After studying the humanities at Orléans, he went to Paris, where he became tutor of Claude d'Aubespine, and afterwards, secretary of state. Here he became acquainted with Thomas Lupset, an Englishman, whom he later followed to England, where he was charged with the education of a brother of Cardinal Reginald Pole. He accompanied his scholar to Rome, where he remained some time in the house of Cardinal Pole, occupying himself chiefly with the Latin translation of various Greek Fathers (translations of Clement of Alexandria, John Chrysostom, Theodoret, Palladius of Helenopolis, Nicholas Cabasilas and apostolic canons). Apparently Hervet made use of and circulated a manuscript of Jean du Tillet containing Balsamon's commentaries on the canons

Returning to France, he taught the humanities for a short time at a college in Bordeaux, the College of Guienne, and then went back to Rome to become secretary to Cardinal Cervini, the future Pope Marcellus II. In 1546 he accompanied this cardinal to the Council of Trent, and delivered an oration against clandestine marriages.
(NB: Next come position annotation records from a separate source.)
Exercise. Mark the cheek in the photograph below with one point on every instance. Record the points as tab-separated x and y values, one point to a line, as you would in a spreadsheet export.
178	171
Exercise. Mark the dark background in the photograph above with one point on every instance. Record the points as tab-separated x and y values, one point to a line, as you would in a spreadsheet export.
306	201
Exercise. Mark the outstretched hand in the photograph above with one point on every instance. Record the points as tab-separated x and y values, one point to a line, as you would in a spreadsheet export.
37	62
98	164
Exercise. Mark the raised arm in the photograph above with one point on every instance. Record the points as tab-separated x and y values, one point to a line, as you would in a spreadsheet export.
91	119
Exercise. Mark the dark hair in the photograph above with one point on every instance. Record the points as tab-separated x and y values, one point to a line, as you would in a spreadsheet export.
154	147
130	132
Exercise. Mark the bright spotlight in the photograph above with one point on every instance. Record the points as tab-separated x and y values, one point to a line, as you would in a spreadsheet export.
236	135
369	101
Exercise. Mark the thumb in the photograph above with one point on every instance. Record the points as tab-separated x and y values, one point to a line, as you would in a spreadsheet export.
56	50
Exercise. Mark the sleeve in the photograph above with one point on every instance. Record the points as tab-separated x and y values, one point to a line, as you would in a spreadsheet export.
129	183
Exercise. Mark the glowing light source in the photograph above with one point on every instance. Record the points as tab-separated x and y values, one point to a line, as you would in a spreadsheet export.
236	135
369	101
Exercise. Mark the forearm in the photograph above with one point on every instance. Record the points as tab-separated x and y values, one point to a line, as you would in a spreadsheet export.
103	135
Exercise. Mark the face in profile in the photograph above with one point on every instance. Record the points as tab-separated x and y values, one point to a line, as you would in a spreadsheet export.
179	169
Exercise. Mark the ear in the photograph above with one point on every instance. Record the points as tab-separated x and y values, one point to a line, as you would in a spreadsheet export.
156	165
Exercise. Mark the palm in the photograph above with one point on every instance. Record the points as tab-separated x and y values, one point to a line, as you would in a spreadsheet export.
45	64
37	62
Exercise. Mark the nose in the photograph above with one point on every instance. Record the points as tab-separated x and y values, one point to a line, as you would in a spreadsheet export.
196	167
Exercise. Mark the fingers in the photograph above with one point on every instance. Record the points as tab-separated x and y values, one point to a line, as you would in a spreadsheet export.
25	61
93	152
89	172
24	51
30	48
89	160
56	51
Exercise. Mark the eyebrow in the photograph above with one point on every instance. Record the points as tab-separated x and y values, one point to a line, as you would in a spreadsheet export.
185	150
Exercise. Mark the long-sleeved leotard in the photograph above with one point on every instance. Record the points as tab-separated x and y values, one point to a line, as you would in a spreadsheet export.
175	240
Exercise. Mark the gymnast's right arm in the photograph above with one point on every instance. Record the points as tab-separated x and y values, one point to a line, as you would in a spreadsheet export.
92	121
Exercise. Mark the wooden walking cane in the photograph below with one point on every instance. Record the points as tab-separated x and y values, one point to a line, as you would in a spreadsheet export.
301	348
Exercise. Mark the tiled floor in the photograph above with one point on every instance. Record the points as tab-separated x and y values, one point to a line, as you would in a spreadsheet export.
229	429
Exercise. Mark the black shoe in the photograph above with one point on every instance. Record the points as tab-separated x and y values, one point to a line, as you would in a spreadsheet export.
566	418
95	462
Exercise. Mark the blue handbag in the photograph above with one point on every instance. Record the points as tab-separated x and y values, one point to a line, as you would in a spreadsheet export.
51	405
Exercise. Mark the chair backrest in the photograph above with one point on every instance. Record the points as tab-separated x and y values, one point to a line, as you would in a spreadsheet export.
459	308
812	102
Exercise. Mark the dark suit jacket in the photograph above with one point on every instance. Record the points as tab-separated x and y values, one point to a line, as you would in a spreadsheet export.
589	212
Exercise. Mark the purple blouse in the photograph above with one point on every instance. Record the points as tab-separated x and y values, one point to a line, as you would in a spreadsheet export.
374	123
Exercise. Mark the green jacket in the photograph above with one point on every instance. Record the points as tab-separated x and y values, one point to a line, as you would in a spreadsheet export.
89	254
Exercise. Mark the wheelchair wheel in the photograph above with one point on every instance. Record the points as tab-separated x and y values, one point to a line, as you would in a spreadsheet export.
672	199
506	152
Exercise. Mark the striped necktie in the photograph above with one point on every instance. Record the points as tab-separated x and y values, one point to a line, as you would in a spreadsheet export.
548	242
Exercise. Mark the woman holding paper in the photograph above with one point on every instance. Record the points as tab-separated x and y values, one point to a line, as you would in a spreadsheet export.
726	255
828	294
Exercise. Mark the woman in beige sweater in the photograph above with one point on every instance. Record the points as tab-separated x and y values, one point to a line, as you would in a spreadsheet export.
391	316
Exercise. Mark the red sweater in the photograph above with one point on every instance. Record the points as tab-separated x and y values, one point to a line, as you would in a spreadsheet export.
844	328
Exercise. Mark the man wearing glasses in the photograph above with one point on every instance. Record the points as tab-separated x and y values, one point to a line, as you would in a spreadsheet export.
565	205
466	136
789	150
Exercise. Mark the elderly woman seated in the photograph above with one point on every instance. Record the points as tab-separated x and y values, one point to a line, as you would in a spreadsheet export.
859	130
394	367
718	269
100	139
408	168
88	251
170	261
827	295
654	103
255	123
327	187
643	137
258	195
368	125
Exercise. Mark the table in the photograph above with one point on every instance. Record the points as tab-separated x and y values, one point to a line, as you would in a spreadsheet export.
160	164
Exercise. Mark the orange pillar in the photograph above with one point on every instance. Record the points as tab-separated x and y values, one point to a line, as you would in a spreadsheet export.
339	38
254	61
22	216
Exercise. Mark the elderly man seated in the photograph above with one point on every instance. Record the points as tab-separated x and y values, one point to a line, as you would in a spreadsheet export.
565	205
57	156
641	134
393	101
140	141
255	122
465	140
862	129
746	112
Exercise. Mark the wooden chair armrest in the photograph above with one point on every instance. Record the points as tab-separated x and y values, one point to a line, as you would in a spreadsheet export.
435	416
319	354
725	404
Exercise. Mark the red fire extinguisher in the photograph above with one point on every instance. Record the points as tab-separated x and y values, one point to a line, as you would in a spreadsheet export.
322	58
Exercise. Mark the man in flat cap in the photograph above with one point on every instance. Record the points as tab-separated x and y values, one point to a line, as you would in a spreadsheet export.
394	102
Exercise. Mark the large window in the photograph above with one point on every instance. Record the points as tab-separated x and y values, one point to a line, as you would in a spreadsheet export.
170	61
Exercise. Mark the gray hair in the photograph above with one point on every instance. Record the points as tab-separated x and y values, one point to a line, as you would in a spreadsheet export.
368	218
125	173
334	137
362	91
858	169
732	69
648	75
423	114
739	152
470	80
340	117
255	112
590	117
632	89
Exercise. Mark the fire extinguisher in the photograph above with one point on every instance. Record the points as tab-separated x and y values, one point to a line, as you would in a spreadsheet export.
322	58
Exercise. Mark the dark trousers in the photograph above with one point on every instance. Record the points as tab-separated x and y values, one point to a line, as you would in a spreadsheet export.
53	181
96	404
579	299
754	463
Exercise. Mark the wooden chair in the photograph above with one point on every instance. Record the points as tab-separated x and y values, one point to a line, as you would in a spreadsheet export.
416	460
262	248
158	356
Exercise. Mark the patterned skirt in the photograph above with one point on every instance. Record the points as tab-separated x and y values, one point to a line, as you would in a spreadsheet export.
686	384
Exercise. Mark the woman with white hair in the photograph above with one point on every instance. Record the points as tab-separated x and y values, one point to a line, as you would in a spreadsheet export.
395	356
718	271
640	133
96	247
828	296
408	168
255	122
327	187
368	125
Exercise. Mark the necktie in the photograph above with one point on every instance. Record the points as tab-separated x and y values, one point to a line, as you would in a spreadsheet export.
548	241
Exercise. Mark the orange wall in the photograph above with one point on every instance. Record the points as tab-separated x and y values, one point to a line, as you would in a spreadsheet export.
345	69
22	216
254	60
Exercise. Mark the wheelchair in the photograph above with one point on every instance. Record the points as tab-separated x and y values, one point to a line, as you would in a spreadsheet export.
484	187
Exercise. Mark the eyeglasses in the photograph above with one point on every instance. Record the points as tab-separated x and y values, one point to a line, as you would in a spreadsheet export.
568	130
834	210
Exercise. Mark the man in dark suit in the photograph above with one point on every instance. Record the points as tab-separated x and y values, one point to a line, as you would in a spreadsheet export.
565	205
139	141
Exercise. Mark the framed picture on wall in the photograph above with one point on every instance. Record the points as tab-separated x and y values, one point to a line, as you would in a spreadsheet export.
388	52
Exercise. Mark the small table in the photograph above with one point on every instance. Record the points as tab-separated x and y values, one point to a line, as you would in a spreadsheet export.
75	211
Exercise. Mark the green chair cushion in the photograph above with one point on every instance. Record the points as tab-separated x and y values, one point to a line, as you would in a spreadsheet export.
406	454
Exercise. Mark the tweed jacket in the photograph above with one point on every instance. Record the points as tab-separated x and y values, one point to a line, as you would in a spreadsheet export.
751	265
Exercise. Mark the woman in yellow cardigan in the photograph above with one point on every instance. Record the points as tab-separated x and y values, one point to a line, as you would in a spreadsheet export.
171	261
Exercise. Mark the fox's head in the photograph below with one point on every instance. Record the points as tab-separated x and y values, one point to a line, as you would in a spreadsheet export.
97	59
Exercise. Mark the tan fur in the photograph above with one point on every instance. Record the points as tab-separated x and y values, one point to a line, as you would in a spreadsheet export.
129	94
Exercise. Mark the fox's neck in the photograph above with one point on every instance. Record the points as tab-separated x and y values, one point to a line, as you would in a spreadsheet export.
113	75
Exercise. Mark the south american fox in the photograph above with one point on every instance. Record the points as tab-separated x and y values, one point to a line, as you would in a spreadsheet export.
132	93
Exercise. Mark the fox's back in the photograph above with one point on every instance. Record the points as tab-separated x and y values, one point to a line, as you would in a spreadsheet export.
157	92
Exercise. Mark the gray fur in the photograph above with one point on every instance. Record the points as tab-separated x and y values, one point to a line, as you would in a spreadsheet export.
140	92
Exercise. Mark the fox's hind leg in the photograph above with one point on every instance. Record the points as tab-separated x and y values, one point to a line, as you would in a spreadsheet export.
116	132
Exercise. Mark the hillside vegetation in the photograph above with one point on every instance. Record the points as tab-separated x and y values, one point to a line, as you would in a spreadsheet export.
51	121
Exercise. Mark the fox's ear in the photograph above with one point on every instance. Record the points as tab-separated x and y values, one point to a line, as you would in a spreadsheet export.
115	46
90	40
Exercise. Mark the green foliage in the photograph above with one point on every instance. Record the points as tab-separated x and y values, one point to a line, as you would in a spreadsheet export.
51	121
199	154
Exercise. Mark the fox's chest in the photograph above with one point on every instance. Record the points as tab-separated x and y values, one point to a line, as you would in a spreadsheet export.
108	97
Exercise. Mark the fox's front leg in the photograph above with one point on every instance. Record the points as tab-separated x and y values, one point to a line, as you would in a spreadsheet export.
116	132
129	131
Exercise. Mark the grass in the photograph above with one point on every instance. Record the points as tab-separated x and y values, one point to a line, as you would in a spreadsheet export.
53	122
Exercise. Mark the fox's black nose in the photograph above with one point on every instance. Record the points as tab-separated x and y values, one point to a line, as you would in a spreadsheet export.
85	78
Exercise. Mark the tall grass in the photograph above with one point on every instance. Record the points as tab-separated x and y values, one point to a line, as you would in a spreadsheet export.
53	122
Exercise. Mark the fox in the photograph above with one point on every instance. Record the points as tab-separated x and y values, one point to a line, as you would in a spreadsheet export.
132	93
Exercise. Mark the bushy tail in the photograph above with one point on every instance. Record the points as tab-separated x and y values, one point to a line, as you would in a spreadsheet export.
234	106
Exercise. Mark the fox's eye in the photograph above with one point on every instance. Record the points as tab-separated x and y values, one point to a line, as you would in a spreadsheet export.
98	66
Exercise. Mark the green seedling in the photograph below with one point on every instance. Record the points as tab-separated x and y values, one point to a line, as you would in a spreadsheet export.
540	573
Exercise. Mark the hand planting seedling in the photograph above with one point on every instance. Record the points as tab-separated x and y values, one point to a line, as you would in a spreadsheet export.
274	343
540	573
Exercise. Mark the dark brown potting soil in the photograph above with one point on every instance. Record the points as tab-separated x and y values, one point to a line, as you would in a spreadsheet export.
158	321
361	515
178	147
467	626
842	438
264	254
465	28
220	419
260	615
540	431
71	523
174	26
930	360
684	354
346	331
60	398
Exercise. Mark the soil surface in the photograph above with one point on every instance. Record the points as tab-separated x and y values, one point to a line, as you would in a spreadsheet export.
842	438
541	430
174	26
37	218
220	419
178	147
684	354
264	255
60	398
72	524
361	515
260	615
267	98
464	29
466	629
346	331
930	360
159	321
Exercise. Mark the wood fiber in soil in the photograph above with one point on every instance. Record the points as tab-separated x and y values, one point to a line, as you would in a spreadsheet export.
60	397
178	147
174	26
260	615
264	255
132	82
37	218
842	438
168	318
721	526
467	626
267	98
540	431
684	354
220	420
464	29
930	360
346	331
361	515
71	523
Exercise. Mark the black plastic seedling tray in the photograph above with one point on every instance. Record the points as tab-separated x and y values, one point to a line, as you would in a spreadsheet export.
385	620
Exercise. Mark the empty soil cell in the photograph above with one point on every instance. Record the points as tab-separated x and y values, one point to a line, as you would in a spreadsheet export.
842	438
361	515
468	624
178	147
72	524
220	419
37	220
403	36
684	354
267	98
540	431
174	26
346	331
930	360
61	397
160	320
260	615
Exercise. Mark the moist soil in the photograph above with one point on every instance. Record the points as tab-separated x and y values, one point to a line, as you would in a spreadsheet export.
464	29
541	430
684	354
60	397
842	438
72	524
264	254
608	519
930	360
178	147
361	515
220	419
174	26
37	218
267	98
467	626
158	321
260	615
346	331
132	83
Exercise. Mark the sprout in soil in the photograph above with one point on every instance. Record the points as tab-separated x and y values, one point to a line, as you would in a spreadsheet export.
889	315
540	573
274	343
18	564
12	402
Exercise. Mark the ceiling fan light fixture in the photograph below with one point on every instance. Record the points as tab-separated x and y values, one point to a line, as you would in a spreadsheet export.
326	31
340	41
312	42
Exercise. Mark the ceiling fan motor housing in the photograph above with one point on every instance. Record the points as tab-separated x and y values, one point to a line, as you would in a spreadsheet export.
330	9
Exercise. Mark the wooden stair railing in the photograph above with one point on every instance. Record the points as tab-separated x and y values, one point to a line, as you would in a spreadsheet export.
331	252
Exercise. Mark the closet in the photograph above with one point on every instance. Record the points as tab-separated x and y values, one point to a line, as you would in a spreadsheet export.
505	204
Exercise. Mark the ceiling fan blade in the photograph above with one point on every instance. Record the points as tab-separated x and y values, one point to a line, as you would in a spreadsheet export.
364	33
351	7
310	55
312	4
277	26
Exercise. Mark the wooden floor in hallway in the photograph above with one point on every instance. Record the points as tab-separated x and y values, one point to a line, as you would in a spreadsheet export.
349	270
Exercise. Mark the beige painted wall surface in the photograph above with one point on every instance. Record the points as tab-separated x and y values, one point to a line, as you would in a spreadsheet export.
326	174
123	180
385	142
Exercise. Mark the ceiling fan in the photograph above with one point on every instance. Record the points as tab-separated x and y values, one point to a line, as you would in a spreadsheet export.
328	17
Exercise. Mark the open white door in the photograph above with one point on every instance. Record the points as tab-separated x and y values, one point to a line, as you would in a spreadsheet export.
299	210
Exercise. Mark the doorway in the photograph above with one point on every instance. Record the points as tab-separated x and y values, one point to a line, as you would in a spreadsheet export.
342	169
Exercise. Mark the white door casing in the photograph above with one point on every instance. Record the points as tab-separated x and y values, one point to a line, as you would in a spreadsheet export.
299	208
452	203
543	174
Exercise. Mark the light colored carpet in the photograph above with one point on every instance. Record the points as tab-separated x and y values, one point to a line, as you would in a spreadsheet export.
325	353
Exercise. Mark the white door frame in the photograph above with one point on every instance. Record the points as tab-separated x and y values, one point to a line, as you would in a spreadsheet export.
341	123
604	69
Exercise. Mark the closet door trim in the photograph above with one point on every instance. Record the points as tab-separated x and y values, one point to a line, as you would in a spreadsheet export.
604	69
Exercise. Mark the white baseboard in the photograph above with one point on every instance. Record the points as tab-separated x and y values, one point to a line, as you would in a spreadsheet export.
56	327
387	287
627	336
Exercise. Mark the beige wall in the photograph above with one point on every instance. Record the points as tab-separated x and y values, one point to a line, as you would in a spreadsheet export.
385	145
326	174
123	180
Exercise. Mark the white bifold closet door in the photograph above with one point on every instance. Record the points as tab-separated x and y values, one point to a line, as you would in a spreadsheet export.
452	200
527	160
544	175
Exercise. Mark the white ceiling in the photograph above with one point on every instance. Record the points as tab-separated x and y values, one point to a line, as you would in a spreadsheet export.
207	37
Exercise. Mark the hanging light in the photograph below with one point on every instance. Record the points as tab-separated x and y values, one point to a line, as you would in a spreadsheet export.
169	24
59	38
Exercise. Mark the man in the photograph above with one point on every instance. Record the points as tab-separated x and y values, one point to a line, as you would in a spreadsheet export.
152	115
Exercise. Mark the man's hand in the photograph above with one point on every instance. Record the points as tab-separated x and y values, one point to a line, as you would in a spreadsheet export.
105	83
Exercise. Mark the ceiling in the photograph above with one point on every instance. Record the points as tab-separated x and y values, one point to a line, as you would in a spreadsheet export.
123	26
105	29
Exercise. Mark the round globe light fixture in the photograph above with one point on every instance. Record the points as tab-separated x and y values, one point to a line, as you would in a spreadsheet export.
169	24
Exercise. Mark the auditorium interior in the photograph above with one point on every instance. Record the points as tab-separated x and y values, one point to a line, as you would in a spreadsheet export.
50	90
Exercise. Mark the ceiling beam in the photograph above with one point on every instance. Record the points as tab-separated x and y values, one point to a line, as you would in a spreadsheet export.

In 1556, when he was already fifty-seven years old, he was ordained as a priest. Soon after, he became Vicar-General of the diocese of Noyon and received a canonry at Reims. As pastor he preached against the Calvinists and wrote numerous pamphlets against them. In 1562 he returned to the Council of Trent in the company of Cardinal Charles of Lorraine.

==Works==

He is the author of "Le saint, universel et general concile de Trente" (Reims, 1564, Rouen, 1583; Paris, 1584), and numerous controversial pamphlets. He also translated into Latin and French many works of the Greek Fathers, collections of canons, decrees of councils, etc.

In 1555, Hervetus published a Latin translation of Theodoret's Historia religiosa and Palladius' Lausiac History. In 1569, he published another Latin translation, this one of the works of the Pyrrhonist philosopher Sextus Empiricus. In the preface, he wrote that in these works were the answer to the Calvinists.